In 1741, she married the painter Gaetano Piattoli. Their son, Giuseppe, also became a painter, while another son, Scipione, was a Piarist priest who played a major role in the Polish Enlightenment.

She specialized in portrait miniatures and pastels for a living, but also produced some deeply felt religious scenes. Although she received numerous commissions from the Grand Dukes of Tuscany, few of her works remain and many are in need of restoration; notably a Saint Francis held at the San Salvi Museum.

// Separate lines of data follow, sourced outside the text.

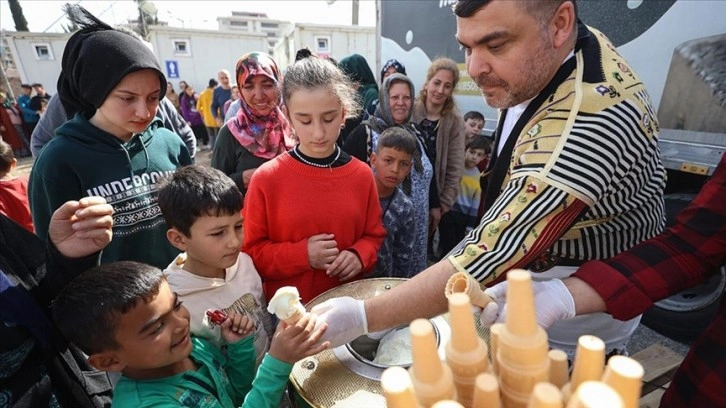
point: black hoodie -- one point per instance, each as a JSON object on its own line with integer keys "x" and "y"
{"x": 83, "y": 160}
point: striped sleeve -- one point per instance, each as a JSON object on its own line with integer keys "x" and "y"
{"x": 524, "y": 221}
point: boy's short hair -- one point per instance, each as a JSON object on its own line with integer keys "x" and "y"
{"x": 194, "y": 191}
{"x": 397, "y": 138}
{"x": 6, "y": 157}
{"x": 474, "y": 115}
{"x": 479, "y": 142}
{"x": 88, "y": 309}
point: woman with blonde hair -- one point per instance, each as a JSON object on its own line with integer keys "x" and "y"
{"x": 442, "y": 127}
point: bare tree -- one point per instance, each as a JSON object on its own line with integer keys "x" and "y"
{"x": 21, "y": 24}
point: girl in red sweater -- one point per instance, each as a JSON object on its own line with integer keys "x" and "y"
{"x": 312, "y": 217}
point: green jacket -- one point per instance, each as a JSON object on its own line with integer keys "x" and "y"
{"x": 218, "y": 382}
{"x": 82, "y": 160}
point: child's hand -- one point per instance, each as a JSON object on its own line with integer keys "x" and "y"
{"x": 345, "y": 266}
{"x": 236, "y": 327}
{"x": 322, "y": 250}
{"x": 293, "y": 343}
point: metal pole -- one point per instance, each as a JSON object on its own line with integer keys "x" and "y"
{"x": 356, "y": 7}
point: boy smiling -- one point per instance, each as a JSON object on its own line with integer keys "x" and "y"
{"x": 201, "y": 206}
{"x": 126, "y": 318}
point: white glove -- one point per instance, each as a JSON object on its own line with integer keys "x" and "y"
{"x": 552, "y": 302}
{"x": 346, "y": 318}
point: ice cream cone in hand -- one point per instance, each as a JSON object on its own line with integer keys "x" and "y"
{"x": 462, "y": 282}
{"x": 286, "y": 305}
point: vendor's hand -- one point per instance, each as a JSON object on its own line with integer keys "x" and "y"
{"x": 81, "y": 228}
{"x": 293, "y": 343}
{"x": 346, "y": 319}
{"x": 236, "y": 327}
{"x": 444, "y": 209}
{"x": 552, "y": 302}
{"x": 322, "y": 251}
{"x": 345, "y": 266}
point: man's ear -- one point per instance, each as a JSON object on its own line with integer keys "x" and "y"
{"x": 106, "y": 361}
{"x": 563, "y": 24}
{"x": 177, "y": 239}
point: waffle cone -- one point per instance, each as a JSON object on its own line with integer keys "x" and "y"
{"x": 462, "y": 282}
{"x": 299, "y": 313}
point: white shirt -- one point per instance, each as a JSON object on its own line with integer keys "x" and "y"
{"x": 239, "y": 291}
{"x": 515, "y": 112}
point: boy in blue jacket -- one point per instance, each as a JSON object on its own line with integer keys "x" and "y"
{"x": 126, "y": 318}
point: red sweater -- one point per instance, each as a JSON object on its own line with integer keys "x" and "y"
{"x": 14, "y": 201}
{"x": 287, "y": 202}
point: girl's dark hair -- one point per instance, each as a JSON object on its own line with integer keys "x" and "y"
{"x": 312, "y": 73}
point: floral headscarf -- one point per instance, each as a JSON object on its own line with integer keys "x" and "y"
{"x": 265, "y": 136}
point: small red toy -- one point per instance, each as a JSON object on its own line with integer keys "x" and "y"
{"x": 216, "y": 316}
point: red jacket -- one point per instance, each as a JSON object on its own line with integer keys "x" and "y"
{"x": 287, "y": 202}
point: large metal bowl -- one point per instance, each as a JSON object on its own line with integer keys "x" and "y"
{"x": 340, "y": 378}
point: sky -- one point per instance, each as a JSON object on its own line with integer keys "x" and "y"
{"x": 47, "y": 16}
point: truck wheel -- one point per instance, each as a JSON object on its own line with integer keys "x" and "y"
{"x": 685, "y": 315}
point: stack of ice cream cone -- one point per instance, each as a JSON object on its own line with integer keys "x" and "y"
{"x": 432, "y": 378}
{"x": 522, "y": 347}
{"x": 466, "y": 353}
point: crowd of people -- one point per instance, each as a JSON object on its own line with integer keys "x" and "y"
{"x": 320, "y": 175}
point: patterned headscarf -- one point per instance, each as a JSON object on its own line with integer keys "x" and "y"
{"x": 395, "y": 64}
{"x": 382, "y": 119}
{"x": 265, "y": 136}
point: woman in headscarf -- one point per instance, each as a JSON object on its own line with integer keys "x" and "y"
{"x": 259, "y": 131}
{"x": 395, "y": 109}
{"x": 11, "y": 126}
{"x": 357, "y": 70}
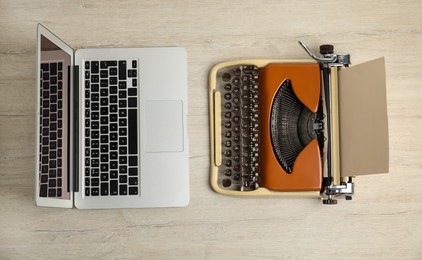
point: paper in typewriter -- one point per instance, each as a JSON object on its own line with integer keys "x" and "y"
{"x": 363, "y": 119}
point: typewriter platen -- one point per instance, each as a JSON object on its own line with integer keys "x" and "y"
{"x": 275, "y": 126}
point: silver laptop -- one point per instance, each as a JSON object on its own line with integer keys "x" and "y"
{"x": 111, "y": 127}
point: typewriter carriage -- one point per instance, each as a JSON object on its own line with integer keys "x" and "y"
{"x": 321, "y": 125}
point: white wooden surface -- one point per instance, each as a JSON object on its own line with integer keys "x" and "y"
{"x": 384, "y": 221}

A few large portraits are among her surviving works, including a self-portrait from 1776 at the Uffizi Gallery. It depicts her copying the "Madonna del Sacco", a work by Andrea del Sarto. The gallery of the Palazzo Comunale in Prato has a portrait of Teresa da Verrazzano, née Vai, dating from 1753.

The Uffizi also has two earlier self-portraits, one with her husband Gaetano in the background, from 1745. Two religious portraits attributed to her, of Padre Giovanni di Gesù e Maria (1564–1615) and Padre Ildefonso di San Luis Gonzaga (1724–1792), are in the possession of the Uffizi, but have never been publicly displayed.